- Donald W Light, professor (dlight@princeton.edu)1,
- Joel Lexchin2
- 1Department of Psychiatry, University of Medicine and Dentistry of New Jersey, 40E Laurel Road, Stratford, NJ 08084, USA
- 2 School of Health Policy and Management, York University, Toronto ON, Canada
- Correspondence to: D W Light
- Accepted 26 July 2005
The US government, backed by the pharmaceutical industry, wants to convince Americans that they're paying more for drugs because they're contributing more than their fair share of the costs of research and development. Not so, argue two researchers who have looked at the evidence.
Introduction
The United States government is engaged in a campaign to characterise other industrialised countries as free riding on high US pharmaceutical prices and innovation in new drugs.1 This campaign is based on the argument that lower prices imposed by price controls in other affluent countries do not pay for research and development costs, so that Americans have to pay the research costs through higher prices in order to keep supplying the world with new drugs.1 2 Supporters of the campaign have characterised the situation as a foreign rip-off.3 We can find no evidence to support these and related claims, and we present evidence to the contrary.
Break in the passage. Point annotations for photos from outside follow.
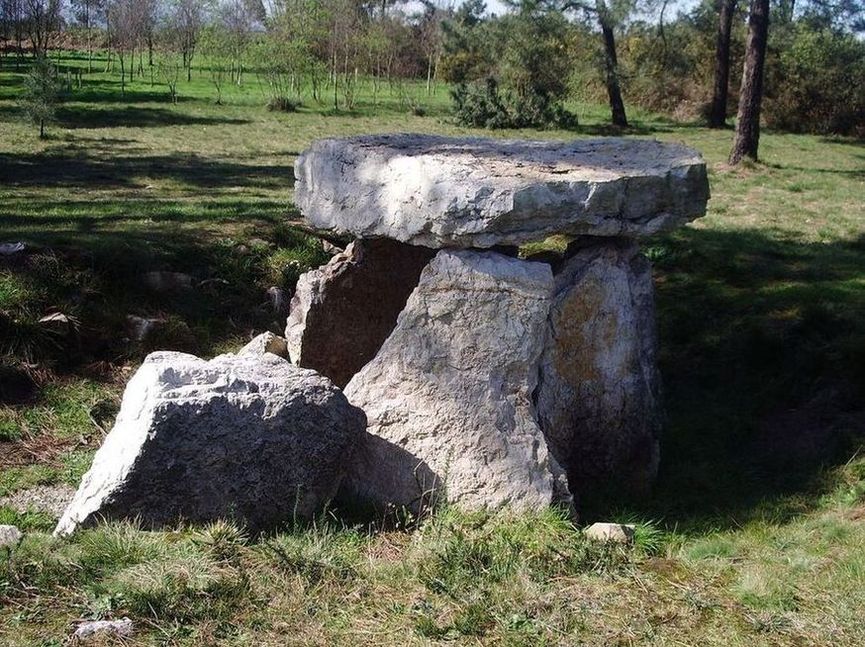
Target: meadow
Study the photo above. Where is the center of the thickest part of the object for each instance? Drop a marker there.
(754, 535)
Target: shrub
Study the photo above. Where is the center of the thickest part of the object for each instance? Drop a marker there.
(519, 81)
(282, 104)
(817, 84)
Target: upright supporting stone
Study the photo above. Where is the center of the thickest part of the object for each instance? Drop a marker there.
(248, 437)
(448, 397)
(342, 312)
(599, 394)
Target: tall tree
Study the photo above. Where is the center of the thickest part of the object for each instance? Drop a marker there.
(609, 14)
(41, 93)
(43, 18)
(751, 95)
(718, 114)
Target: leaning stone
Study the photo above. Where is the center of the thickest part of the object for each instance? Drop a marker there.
(342, 312)
(599, 394)
(10, 537)
(329, 248)
(251, 438)
(102, 628)
(266, 342)
(10, 249)
(472, 192)
(448, 396)
(610, 532)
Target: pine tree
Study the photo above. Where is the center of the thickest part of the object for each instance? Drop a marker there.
(41, 93)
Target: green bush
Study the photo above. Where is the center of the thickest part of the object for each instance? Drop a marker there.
(511, 73)
(816, 84)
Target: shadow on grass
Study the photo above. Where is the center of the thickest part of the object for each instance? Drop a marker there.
(102, 172)
(763, 361)
(97, 278)
(135, 117)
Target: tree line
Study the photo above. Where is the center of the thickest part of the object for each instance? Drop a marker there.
(710, 60)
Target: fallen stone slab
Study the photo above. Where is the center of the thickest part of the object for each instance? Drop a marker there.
(448, 397)
(266, 342)
(94, 629)
(617, 533)
(598, 399)
(10, 536)
(164, 281)
(473, 192)
(251, 438)
(342, 312)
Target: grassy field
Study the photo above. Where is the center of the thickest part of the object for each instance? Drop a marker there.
(755, 534)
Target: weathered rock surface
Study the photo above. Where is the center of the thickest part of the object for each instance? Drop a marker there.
(449, 192)
(342, 312)
(598, 400)
(240, 436)
(10, 536)
(94, 629)
(51, 499)
(266, 342)
(617, 533)
(448, 396)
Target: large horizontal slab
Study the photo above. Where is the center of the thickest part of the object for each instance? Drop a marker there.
(474, 192)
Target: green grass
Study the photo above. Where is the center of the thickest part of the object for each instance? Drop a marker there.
(753, 536)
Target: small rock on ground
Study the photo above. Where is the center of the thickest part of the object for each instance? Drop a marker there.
(613, 532)
(10, 536)
(87, 630)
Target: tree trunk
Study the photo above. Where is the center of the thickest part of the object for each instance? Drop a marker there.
(750, 96)
(611, 65)
(718, 114)
(122, 74)
(89, 43)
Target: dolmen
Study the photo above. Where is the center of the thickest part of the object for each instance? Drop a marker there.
(488, 377)
(435, 359)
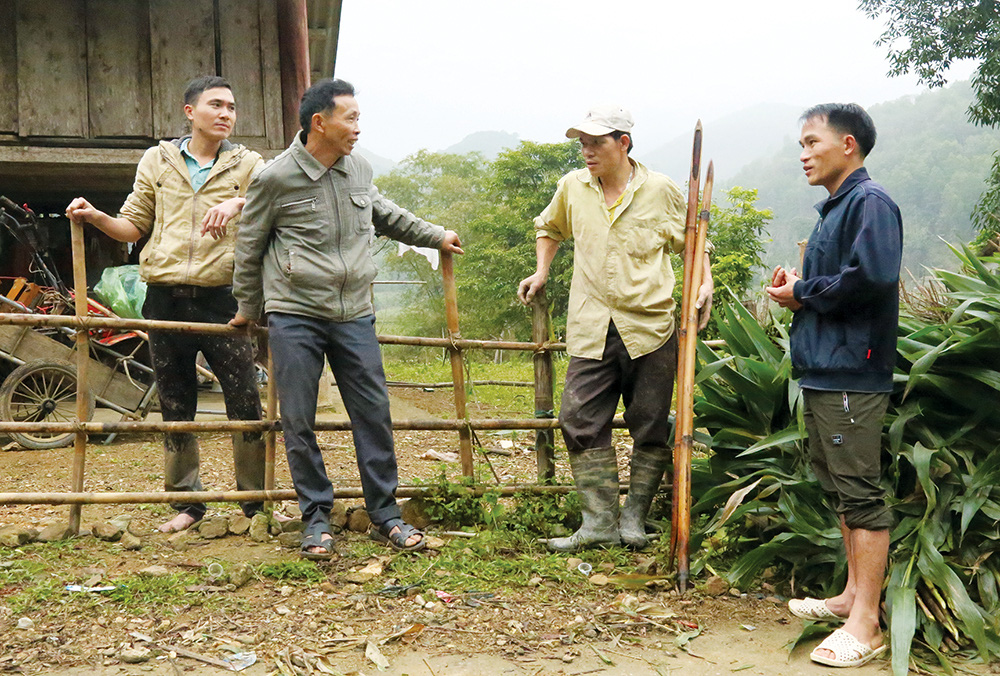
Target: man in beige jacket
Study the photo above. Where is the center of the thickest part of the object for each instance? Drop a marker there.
(625, 220)
(187, 197)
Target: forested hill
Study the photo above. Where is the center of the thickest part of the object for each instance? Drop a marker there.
(928, 156)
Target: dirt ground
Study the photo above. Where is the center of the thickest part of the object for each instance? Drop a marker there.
(334, 626)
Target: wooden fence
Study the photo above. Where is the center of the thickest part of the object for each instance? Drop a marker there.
(544, 422)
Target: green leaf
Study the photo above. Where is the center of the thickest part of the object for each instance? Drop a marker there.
(902, 625)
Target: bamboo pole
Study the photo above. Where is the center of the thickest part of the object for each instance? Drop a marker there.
(94, 322)
(685, 393)
(544, 386)
(457, 363)
(690, 241)
(82, 362)
(162, 497)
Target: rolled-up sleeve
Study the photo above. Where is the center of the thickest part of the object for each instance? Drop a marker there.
(251, 245)
(553, 222)
(872, 264)
(140, 206)
(393, 221)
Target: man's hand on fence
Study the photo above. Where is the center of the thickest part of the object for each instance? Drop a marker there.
(451, 243)
(218, 217)
(240, 321)
(530, 286)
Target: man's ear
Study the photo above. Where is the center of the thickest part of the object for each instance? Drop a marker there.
(851, 146)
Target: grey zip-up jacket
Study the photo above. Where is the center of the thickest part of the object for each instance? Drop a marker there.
(304, 244)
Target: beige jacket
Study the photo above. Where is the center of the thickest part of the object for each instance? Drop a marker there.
(621, 259)
(164, 205)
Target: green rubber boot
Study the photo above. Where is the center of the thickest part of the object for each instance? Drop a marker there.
(595, 472)
(648, 465)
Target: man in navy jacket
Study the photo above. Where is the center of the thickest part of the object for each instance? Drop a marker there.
(843, 344)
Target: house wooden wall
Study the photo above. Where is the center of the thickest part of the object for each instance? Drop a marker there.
(111, 73)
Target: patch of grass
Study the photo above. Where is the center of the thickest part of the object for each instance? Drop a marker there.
(293, 570)
(139, 595)
(42, 591)
(506, 400)
(19, 571)
(496, 561)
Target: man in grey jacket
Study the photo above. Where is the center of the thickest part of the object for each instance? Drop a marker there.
(303, 257)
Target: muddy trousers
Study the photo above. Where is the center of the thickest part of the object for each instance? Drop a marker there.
(231, 360)
(300, 346)
(594, 387)
(590, 399)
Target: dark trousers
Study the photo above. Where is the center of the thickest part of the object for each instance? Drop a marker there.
(299, 345)
(231, 359)
(594, 386)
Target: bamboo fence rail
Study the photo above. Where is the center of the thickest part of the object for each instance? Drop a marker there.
(82, 324)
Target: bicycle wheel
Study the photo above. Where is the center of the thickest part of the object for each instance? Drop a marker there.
(42, 391)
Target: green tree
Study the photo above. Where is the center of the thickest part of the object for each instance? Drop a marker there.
(736, 231)
(933, 35)
(501, 249)
(447, 190)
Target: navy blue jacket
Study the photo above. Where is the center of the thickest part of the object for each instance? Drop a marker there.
(844, 336)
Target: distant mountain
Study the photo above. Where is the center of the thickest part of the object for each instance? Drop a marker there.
(731, 142)
(929, 157)
(380, 165)
(489, 143)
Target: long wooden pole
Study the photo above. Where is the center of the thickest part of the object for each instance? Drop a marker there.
(457, 363)
(90, 323)
(82, 362)
(685, 393)
(271, 416)
(149, 426)
(544, 386)
(251, 496)
(690, 242)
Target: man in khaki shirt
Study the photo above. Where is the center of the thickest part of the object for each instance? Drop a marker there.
(620, 330)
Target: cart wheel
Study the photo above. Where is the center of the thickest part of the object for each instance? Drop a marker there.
(42, 390)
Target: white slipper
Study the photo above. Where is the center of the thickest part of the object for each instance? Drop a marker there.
(813, 609)
(847, 651)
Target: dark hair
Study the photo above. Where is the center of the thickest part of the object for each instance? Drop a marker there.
(319, 99)
(618, 134)
(200, 84)
(846, 118)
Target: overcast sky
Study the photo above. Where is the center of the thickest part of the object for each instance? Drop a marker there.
(429, 73)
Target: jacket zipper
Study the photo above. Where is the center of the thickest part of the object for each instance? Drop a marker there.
(340, 248)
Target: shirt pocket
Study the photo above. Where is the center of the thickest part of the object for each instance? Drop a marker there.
(361, 203)
(297, 205)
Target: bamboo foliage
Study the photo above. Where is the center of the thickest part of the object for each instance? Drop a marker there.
(942, 438)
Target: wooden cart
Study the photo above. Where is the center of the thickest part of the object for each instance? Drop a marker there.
(40, 379)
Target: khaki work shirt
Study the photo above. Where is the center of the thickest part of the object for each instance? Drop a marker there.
(621, 268)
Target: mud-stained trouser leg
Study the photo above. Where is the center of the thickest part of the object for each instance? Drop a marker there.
(647, 392)
(173, 357)
(297, 346)
(232, 362)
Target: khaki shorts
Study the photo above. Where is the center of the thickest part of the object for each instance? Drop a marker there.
(845, 448)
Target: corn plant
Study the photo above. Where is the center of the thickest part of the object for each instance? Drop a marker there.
(942, 437)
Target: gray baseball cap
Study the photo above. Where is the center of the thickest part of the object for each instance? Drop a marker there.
(602, 120)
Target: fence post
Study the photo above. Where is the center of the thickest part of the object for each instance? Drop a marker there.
(271, 414)
(82, 361)
(457, 364)
(544, 400)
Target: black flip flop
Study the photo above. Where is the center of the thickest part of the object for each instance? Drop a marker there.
(315, 539)
(383, 533)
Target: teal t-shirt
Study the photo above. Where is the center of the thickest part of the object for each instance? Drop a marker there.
(199, 173)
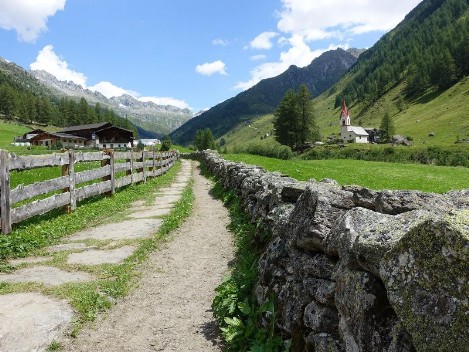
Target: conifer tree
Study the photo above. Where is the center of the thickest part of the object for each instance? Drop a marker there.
(294, 120)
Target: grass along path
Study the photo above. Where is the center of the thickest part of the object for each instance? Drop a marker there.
(170, 310)
(374, 175)
(109, 280)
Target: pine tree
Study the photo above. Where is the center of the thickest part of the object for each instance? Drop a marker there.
(284, 120)
(166, 144)
(204, 140)
(294, 121)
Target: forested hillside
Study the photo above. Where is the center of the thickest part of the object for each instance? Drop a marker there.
(428, 50)
(417, 73)
(22, 97)
(264, 97)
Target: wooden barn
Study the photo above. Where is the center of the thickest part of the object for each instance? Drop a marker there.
(49, 139)
(113, 137)
(86, 131)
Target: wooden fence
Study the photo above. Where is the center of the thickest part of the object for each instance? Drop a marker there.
(117, 169)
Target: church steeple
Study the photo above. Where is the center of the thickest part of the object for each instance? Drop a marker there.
(344, 115)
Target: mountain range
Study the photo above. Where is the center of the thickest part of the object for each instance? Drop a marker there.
(264, 97)
(418, 73)
(153, 119)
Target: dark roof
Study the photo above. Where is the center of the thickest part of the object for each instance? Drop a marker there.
(37, 131)
(59, 135)
(92, 126)
(114, 127)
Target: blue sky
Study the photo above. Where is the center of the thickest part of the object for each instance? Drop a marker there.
(187, 53)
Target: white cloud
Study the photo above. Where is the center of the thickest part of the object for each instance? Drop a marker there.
(303, 22)
(219, 41)
(323, 19)
(299, 54)
(258, 57)
(211, 68)
(166, 101)
(263, 41)
(28, 17)
(109, 90)
(49, 61)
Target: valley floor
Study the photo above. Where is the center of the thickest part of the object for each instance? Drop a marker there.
(171, 308)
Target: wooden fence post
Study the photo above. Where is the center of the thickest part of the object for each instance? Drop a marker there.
(110, 177)
(142, 169)
(113, 173)
(71, 174)
(153, 168)
(5, 205)
(131, 169)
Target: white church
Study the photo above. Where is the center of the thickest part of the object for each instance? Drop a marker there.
(348, 133)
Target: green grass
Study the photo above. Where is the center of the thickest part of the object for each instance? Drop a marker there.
(374, 175)
(112, 280)
(445, 114)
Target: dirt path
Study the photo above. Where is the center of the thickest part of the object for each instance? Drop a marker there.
(170, 310)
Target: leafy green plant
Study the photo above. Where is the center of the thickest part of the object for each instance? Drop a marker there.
(234, 305)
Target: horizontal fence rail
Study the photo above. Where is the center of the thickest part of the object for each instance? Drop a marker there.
(113, 170)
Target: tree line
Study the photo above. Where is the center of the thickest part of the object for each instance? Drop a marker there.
(430, 49)
(294, 119)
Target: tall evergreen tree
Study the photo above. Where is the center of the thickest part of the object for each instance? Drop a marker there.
(204, 139)
(294, 120)
(285, 119)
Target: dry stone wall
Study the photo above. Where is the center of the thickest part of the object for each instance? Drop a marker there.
(354, 269)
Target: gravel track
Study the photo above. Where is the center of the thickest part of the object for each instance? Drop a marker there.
(170, 310)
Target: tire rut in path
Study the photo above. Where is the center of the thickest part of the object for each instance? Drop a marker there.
(170, 310)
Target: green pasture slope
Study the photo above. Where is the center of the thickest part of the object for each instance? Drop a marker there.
(374, 175)
(8, 131)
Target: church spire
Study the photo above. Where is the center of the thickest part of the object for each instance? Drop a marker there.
(344, 115)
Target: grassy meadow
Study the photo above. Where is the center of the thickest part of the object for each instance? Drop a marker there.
(374, 175)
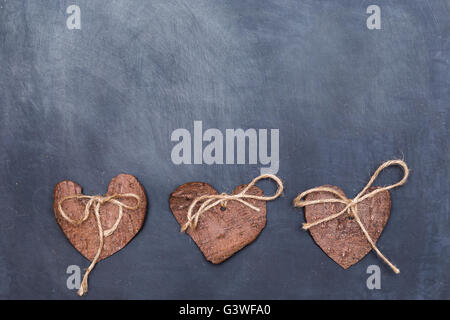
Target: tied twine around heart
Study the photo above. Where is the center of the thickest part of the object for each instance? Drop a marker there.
(97, 202)
(350, 204)
(208, 200)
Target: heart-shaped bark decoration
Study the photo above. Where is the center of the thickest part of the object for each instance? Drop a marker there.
(341, 238)
(220, 232)
(85, 236)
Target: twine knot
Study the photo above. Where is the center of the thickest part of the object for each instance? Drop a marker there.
(351, 204)
(210, 201)
(96, 202)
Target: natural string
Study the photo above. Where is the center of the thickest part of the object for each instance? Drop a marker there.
(97, 202)
(350, 204)
(208, 200)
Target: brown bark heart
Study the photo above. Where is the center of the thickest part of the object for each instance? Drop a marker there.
(341, 238)
(220, 233)
(85, 237)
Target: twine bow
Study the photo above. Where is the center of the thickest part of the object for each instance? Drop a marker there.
(97, 202)
(208, 200)
(351, 204)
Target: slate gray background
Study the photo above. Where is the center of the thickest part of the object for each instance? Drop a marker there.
(89, 104)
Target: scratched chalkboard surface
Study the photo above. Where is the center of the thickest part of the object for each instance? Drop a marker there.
(91, 92)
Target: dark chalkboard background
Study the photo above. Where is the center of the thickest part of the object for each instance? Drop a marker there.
(89, 104)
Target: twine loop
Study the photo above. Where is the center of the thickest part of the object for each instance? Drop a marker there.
(351, 204)
(210, 201)
(96, 202)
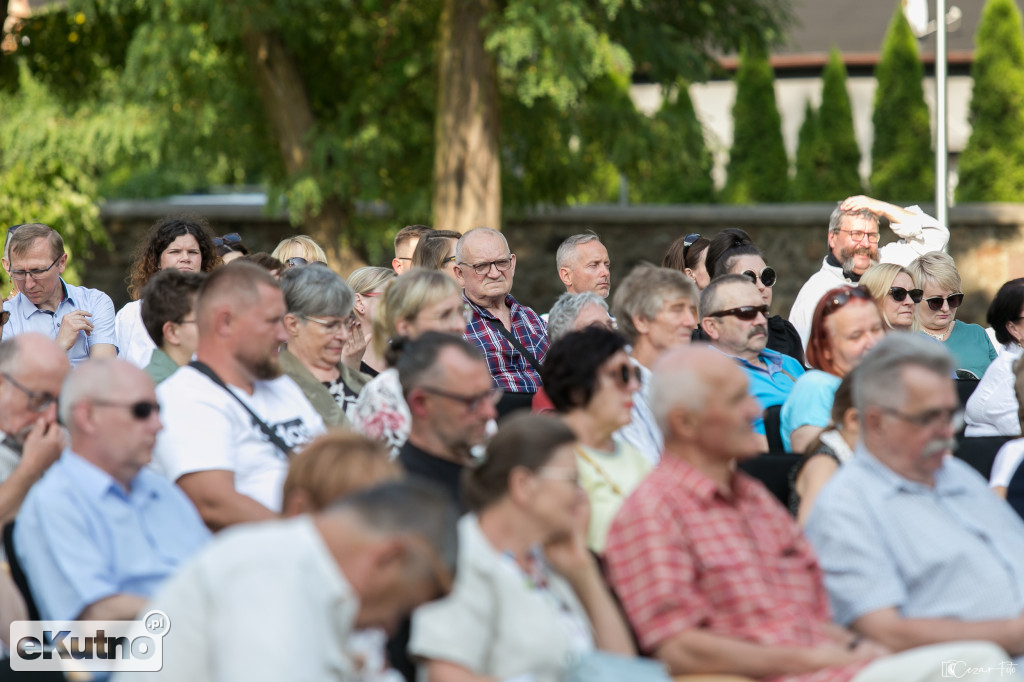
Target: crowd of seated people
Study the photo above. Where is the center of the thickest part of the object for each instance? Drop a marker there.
(284, 461)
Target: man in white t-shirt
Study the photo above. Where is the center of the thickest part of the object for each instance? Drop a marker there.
(211, 444)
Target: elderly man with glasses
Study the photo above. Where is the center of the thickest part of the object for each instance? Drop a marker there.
(853, 247)
(512, 337)
(735, 318)
(915, 549)
(80, 320)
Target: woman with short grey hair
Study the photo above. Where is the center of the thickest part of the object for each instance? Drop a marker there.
(318, 324)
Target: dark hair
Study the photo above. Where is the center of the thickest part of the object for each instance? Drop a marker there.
(432, 250)
(569, 371)
(419, 357)
(168, 296)
(523, 440)
(146, 259)
(1006, 307)
(679, 257)
(728, 244)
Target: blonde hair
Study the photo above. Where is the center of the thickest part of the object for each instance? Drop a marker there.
(879, 280)
(412, 292)
(336, 464)
(304, 245)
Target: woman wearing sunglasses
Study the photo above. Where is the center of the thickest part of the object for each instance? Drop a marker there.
(992, 408)
(935, 273)
(845, 326)
(732, 252)
(591, 381)
(893, 290)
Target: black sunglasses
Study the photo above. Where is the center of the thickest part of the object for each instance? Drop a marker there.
(745, 312)
(767, 276)
(140, 411)
(953, 300)
(899, 294)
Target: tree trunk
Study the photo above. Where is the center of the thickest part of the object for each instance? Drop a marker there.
(467, 167)
(287, 104)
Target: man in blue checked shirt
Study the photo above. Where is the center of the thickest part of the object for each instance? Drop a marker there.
(512, 337)
(735, 318)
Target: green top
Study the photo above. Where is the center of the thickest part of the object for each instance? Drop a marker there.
(161, 366)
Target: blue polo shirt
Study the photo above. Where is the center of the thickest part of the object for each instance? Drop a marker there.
(770, 383)
(25, 316)
(81, 537)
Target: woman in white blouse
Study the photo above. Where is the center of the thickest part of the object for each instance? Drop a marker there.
(528, 598)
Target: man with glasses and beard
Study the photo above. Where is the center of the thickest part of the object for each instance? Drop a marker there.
(231, 417)
(735, 318)
(853, 247)
(914, 547)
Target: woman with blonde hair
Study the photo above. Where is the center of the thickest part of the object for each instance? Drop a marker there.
(417, 301)
(299, 250)
(892, 288)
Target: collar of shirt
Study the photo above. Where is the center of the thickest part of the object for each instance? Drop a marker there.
(891, 483)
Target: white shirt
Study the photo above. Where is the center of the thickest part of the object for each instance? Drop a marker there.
(916, 238)
(991, 410)
(262, 602)
(207, 429)
(134, 343)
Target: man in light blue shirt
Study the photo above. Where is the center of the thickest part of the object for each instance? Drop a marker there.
(915, 548)
(735, 318)
(80, 320)
(99, 533)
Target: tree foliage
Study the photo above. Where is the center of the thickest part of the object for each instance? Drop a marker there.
(758, 168)
(991, 168)
(901, 153)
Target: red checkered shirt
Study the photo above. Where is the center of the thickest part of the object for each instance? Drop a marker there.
(682, 555)
(509, 369)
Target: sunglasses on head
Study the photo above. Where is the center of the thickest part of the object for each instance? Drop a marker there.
(767, 276)
(935, 302)
(744, 312)
(899, 294)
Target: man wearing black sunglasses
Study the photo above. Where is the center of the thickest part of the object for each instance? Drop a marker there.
(735, 318)
(101, 531)
(853, 247)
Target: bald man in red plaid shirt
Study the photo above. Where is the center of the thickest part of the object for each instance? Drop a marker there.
(714, 573)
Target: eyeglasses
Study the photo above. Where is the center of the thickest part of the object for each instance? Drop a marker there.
(744, 312)
(858, 235)
(843, 296)
(472, 402)
(935, 302)
(19, 275)
(232, 238)
(952, 416)
(141, 411)
(483, 268)
(37, 401)
(767, 276)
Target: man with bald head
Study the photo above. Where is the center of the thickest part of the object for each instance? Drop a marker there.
(713, 572)
(232, 418)
(100, 531)
(32, 369)
(512, 337)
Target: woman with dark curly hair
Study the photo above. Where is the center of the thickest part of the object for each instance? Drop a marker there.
(184, 243)
(591, 381)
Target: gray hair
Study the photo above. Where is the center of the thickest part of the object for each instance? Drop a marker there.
(643, 292)
(315, 290)
(566, 250)
(709, 297)
(461, 244)
(839, 216)
(879, 380)
(565, 310)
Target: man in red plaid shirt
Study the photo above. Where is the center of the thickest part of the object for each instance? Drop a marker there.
(714, 573)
Furthermore, we explain why the claims themselves contradict the economic nature of the pharmaceutical industry.
Origins of the campaign
The campaign, strongly backed by the pharmaceutical industry, seems to have started in the late 1990s as a response to a grass roots movement started by senior citizens against the high prices of essential prescription drugs.4 This issue was the most prominent one for both parties in the 2000 elections and has since been fuelled by a series of independent reports documenting that US drug prices are much higher than those in other affluent countries.5–7 The idea that other countries are exploiting the US has led to a hearing of the US Senate Committee on Health, Education, Labor and Pensions and was behind a Department of Commerce report that strongly advocated that other developed countries raise prices on patented medicines.8 But are higher prices really necessary?